8. Het beroep is gegrond. Dat betekent dat eisers gelijk krijgen en de minister
binnen vier weken een besluit moet nemen op de aanvraag. Doet de minister dat niet, dan is zij aan eisers een dwangsom verschuldigd. De bestuurlijke dwangsom is inmiddels ‘volgelopen’ en rechtbank zal dat hierna vastleggen.
9. De minister moet de door eisers gemaakte proceskosten vergoeden. Deze kosten stelt de rechtbank vast op € 453,50. [5] De minister moet ook het betaalde griffierecht aan eisers vergoeden.

Beslissing

De rechtbank:
  • verklaart het beroep gegrond;
  • vernietigt het, met een besluit gelijk te stellen, niet tijdig nemen van een besluit;
  • draagt de minister op om binnen vier weken na de dag van het bekendmaken van deze uitspraak alsnog een besluit op de aanvraag bekend te maken;
  • bepaalt dat de minister aan eisers een dwangsom van € 100,- moet betalen voor elke dag waarmee zij de hiervoor genoemde termijn overschrijdt, met een maximum van € 7.500,-;
  • stelt de hoogte van de door de minister aan eisers verschuldigde dwangsom als bedoeld in artikel 4:17 van de Awb vast op € 540;
  • draagt de minister op het betaalde griffierecht van € 194,- aan eisers te vergoeden;
  • veroordeelt de minister in de proceskosten van eisers tot een bedrag van € 453,50.
Deze uitspraak is gedaan door mr.
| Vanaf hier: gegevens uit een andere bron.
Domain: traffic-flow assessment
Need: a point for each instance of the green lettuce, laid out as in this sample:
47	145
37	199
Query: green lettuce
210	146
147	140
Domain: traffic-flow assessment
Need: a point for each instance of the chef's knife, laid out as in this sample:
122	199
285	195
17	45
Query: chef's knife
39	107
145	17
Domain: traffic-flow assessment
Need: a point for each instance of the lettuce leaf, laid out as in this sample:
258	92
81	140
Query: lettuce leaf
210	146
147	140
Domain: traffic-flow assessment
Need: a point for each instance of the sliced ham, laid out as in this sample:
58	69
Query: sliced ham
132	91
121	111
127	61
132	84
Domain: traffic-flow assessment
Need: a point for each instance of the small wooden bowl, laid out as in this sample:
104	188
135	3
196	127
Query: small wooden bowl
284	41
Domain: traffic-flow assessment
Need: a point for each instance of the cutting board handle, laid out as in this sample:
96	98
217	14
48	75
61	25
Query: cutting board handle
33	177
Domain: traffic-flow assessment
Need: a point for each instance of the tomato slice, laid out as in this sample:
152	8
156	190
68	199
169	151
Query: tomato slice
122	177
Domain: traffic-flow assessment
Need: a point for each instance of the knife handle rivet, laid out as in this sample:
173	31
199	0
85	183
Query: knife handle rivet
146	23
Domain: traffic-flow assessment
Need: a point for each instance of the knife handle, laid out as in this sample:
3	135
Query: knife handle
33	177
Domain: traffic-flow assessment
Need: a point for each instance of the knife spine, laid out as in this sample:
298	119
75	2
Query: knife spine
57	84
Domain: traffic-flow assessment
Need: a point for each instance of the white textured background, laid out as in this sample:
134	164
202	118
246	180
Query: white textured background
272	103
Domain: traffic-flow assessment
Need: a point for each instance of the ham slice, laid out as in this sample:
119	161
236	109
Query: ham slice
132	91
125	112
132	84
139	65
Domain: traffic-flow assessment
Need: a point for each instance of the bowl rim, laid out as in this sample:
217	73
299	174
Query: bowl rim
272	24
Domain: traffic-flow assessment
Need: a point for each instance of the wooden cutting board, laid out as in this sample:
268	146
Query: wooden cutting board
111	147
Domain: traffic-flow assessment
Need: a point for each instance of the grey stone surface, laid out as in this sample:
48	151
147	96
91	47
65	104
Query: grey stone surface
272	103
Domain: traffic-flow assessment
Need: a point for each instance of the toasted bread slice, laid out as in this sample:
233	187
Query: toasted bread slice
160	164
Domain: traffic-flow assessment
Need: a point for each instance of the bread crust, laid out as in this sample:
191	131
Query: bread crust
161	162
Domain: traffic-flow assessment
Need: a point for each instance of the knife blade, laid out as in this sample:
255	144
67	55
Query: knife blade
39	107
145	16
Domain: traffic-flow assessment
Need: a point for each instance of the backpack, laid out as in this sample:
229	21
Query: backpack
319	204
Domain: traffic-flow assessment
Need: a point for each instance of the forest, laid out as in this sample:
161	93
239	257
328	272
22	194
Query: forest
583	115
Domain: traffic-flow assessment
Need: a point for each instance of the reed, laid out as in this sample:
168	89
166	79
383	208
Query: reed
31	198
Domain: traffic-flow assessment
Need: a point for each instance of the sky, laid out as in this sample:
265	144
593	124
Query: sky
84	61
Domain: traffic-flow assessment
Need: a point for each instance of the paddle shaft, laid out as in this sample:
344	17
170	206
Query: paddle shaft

A.G.D. Overmars, rechter, in aanwezigheid van
F.Q. Peters, griffier en openbaar gemaakt door middel van geanonimiseerde publicatie op rechtspraak.nl.
Deze uitspraak is bekendgemaakt op:

Bent u het niet eens met deze uitspraak?

Als u het niet eens bent met deze uitspraak, kunt u een brief sturen naar de Afdeling bestuursrechtspraak van de Raad van State waarin u uitlegt waarom u het er niet mee eens bent. Dit heet een beroepschrift. U moet dit beroepschrift indienen binnen 4 weken na de dag waarop deze uitspraak is verzonden. U ziet deze datum hierboven.

Voetnoten

1.Artikel 8:57, eerste lid, van de Algemene wet bestuursrecht (Awb).
2.Artikel 6:12, aanhef en onder b, en artikel 6:12, tweede lid, van de Awb.
3.Vaste jurisprudentie van de Afdeling bestuursrechtspraak van de Raad van State, zie bijvoorbeeld ECLI:NL:RVS:2019:673.
4.Artikel 8:55d, tweede lid, van de Awb.
5.Op grond van het Besluit proceskosten bestuursrecht voor de door de gemachtigde verleende rechtsbijstand, waarbij 1 punt is gerekend voor het indienen van het beroepschrift met een waarde per punt van € 907,- en een wegingsfactor van 0,5.